The cost can be reduced when strings are repeated (like
element and attribute names), by caching and re-using
Strings. But in cases where Strings are unlikely to be
reused, like attribute values, the cost is high in having
to return String objects. It would be nice if all instances
of String were replaced with a mutatable version of
String, so the implementation had the option not to
create new Strings. If the client needed a real
java.lang.String, they could call toString().
Unfortunately I'm not sure how this could be retrofitted
into the existing interfaces without breaking current
clients?
Maybe it would require alternate interfaces (a mirror set
of Interface2's) that break backward compatibility?
Logged In: YES
user_id=44117
Unlikely to fix this. The fundamental problem is
still that java.lang.String costs are excessive.
That's a JDK 1.0 language design issue.
SAX implementations can also cache attribute
strings in certain cases (enumerated types),
or control costs by smarter handling of CDATA
strings (either not caching them, since they're
not likely to repeat, or having a cache that's
better at purging unused data).
Logged In: YES
user_id=494857
I'm not suggesting that you fix java.lang.String. Rather I think
you could replace the use of type java.lang.String, especially
for costly instances like attribute values, with a new type
org.sax.MyString (or whatever you wish to name it), where
MyString has more or less the same functional interface as
java.lang.String. But instances would be reused, rather that
create a new java.lang.String for every attribute value.
MyString would be mutatable and backed by the underlying
Sax char buffer, so no new objects are created and no
copying of data would be performed. It would be assumed
that the life-time of MyString would only last the length of the
callback. So if the client really needed
to save a java.lang.String (eg. building DOM), then the client
could call MyString.toString().
This leaves the cost of building a heavyweight java.lang.String
upto the client.
Minimum interface change I would like to see,
org.sax.MyString Attribute.getValue().
To be consistent character content could also be changed to
ContentHandler.characters(MyString).
Logged In: YES
user_id=44117
As I said, unlikely to fix. Implementations can change
their performance behaviors by interning/caching strings
used for attribute values, or not ... some might even be
able to defer creating them, though they'd need to at
least report XML parsing errors for things like entity
refs inside those strings.
That is, you can have an implementation with your
desired performance curve without changing APIs.
Logged In: YES
user_id=494857
For most cases, the variability of attribute values makes the
cost of caching higher than not caching. Lazy only helps for
use cases that skip attribute values.
eg. Find me all elements that contain an attribute with the
value of "dog". In this case SAX will create a new heavy
weight String for every attribute of the document. For this use
case, how do you propose I make {java.lang.String
Attribute.getValue()}, perform as well as {MyString
Attribute.getValue()}? Caching and lazy building will not do it.

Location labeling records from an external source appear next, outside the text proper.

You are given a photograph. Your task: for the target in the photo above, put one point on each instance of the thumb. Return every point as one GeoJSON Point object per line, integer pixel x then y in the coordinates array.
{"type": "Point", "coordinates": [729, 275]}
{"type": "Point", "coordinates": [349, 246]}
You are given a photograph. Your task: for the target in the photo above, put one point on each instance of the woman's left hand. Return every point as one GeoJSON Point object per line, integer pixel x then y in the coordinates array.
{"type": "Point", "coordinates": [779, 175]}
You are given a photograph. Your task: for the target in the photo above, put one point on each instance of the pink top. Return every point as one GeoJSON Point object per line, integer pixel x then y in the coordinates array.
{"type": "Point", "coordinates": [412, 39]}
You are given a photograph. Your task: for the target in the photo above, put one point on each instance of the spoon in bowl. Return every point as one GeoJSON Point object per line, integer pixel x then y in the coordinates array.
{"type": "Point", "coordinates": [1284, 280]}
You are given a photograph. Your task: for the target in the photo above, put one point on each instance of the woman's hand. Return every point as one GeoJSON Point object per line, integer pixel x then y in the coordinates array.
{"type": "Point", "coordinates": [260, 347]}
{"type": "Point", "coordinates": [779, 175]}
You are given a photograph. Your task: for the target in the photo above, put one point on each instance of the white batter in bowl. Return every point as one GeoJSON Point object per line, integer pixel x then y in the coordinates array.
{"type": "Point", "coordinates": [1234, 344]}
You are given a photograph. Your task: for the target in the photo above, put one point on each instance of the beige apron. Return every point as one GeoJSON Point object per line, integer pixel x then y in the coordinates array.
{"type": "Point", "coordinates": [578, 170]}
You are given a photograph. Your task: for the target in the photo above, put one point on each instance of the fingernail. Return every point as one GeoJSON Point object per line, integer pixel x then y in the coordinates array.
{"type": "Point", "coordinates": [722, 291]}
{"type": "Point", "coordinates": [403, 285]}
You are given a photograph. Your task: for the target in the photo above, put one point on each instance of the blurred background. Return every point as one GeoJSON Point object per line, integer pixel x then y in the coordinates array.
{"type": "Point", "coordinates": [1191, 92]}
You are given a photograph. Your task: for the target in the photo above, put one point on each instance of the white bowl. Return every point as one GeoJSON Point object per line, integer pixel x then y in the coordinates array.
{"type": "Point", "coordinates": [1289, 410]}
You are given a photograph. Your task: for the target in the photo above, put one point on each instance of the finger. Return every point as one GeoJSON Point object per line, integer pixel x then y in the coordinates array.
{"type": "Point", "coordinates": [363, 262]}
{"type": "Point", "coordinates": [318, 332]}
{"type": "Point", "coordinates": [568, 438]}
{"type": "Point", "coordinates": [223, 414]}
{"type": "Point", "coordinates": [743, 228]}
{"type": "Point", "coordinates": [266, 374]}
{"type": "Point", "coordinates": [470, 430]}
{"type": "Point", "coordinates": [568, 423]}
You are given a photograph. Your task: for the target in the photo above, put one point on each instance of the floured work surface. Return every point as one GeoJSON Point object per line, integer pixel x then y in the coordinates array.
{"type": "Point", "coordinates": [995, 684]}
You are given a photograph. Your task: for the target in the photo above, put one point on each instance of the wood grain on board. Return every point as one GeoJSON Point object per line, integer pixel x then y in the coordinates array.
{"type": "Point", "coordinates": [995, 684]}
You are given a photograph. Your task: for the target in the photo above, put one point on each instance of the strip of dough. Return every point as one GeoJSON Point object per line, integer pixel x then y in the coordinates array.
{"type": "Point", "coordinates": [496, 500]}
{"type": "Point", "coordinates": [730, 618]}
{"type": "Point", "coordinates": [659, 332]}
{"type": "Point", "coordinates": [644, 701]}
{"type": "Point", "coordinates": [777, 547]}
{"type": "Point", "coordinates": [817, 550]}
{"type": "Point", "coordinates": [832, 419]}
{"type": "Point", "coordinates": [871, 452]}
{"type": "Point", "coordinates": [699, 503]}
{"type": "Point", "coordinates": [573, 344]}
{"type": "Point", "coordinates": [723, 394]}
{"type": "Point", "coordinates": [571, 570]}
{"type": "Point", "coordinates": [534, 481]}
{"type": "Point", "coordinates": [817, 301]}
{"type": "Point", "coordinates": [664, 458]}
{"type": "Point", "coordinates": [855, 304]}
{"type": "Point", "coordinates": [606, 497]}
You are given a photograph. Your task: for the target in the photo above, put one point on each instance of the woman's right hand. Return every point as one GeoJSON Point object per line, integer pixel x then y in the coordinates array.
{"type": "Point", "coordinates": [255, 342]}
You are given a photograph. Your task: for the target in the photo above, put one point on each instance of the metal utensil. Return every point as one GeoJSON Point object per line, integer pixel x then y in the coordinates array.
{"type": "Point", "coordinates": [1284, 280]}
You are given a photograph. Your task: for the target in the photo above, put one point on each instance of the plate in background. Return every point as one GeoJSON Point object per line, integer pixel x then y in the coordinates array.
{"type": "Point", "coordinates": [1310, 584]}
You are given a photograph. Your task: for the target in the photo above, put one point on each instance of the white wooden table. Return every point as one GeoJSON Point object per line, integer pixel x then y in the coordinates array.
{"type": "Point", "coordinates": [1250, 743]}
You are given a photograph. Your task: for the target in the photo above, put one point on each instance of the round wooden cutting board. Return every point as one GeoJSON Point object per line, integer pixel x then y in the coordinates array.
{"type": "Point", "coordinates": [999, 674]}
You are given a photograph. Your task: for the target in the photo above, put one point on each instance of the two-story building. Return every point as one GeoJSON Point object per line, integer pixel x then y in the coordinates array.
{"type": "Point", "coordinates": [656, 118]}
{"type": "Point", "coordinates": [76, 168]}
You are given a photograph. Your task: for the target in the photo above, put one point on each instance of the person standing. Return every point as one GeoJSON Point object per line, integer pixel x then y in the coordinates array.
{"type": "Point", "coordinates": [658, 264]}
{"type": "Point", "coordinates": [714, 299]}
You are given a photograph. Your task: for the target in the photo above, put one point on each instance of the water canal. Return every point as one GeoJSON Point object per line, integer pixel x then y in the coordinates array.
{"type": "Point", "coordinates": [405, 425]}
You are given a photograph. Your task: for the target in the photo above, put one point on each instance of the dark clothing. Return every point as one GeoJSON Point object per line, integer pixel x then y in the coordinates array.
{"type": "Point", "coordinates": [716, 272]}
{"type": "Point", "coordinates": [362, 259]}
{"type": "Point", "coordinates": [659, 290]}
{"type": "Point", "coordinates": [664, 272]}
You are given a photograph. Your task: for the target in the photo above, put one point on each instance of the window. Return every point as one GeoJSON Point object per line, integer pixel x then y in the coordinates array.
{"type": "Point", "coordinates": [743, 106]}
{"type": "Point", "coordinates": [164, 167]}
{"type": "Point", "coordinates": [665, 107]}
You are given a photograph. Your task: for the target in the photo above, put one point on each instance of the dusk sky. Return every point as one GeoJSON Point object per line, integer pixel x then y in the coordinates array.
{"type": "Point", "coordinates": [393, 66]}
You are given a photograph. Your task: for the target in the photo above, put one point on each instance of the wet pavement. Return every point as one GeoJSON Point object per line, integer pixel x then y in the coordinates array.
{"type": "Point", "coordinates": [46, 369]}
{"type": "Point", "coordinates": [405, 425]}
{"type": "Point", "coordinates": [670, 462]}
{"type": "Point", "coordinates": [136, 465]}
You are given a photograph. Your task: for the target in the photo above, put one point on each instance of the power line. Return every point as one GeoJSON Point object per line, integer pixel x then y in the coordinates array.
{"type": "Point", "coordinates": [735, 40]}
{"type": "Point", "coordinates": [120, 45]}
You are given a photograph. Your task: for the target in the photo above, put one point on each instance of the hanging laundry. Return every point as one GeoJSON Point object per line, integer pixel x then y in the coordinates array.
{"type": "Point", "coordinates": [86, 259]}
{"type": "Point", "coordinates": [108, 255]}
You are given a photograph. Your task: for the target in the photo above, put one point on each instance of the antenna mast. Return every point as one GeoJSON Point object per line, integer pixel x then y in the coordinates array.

If you feel it is not a big deal to represent attribute values with
java.lang.Strings, then why don't you do the same with
character data?
Logged In: YES
user_id=285221
There is a SAX2-like parser that has made the shift away
from String. The RealtimeParser javadoc describes the
changes that were necessary.
Project URL:
http://jade.dautelle.com/
SAX Parser URL:
http://jade.dautelle.com/api/jade/xml/sax/RealtimeParser.ht
ml
Logged In: YES
user_id=494857
Thanks Reid. I was actually aware of implements that
avoided Strings, but I was more interested in having the
official SAX interface support light-weight strings. I'm quite
surprised that the SAX maintainers can not see the value in
this. Hopefully some day they will see the light.